The Reich Citizenship Law of 1935 protected those with German blood, he pointed out, and compared it with the Citizenship Amendment Bill in India now that seeks to grant citizenship to Hindus, Jains, Parsis, Buddhists, Christians and Sikhs from Bangladesh, Pakistan and Afghanistan.

“Third, 1935 — the focus back to the Nazis — you needed an identity to prove your lineage. So, what did you have? You were given an ancestral past. What is it today, in 2019? You rely on a piece of paper to prove your Indian citizenship,” O’Brien said.

In Germany under the Nazis there was a plan, known as the Madagascar Plan, to deport the Jews. Now, the Indian government has the National Register of Citizens (NRC), he said.

“Today, the equivalent of the Lügenpresse is the fake news and media being pressurised to push the fake agenda,” the Trinamul leader said.

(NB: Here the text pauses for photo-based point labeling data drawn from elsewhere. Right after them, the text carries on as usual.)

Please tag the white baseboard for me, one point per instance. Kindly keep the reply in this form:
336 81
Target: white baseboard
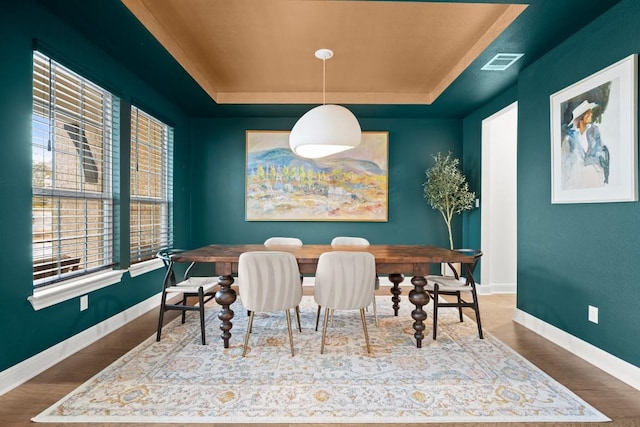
497 288
612 365
27 369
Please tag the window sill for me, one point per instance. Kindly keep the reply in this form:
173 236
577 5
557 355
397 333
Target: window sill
145 266
69 289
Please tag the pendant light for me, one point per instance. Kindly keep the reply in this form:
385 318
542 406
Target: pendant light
326 129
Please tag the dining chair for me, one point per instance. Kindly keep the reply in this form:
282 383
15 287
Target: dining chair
269 281
202 288
288 241
334 270
283 241
456 286
353 241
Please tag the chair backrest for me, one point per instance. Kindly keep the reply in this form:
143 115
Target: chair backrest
349 241
165 255
283 241
345 280
269 281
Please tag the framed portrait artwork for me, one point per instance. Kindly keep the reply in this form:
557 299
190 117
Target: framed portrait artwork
594 137
347 186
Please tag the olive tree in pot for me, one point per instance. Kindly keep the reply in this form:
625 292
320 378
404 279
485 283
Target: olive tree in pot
447 190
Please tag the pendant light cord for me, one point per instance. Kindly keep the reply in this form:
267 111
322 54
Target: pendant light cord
324 80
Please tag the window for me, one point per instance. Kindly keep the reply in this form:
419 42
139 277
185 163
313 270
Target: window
151 221
72 205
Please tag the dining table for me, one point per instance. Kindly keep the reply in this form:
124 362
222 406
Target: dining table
395 261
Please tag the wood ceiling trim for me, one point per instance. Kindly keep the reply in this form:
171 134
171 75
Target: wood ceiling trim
373 98
417 88
164 37
506 18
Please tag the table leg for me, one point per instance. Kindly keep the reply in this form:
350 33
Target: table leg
225 296
419 297
396 279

“And the last one, in the German copybook they referred to a very interesting word, ‘Jews’ as ‘rats’. And, as someone said, once powerful politicians start using dehumanising language, what happens after that, termites! What are we talking about today — termites, cockroaches, vermin. These words are not used by any party worker, but these words are being used by the Prime Minister and sometimes by the home minister,” he said.

Congress leader Anand Sharma also likened the detention centres to the Nazi concentration camps. “I saw a documentary in BBC on detention centres. An all-party delegation should be sent there. Children are kept away from mothers. Now you are saying about doing NRC across the country. Will there be detention centres across the country which will remind us of concentration camps?” Sharma asked.

Home minister Amit Shah rejected the comparison. “Ours is democratic nation. Democracy has continued for years barring a brief period except when Emergency was imposed,” he said.

Germany, too, was a democracy when Adolf Hitler came to power.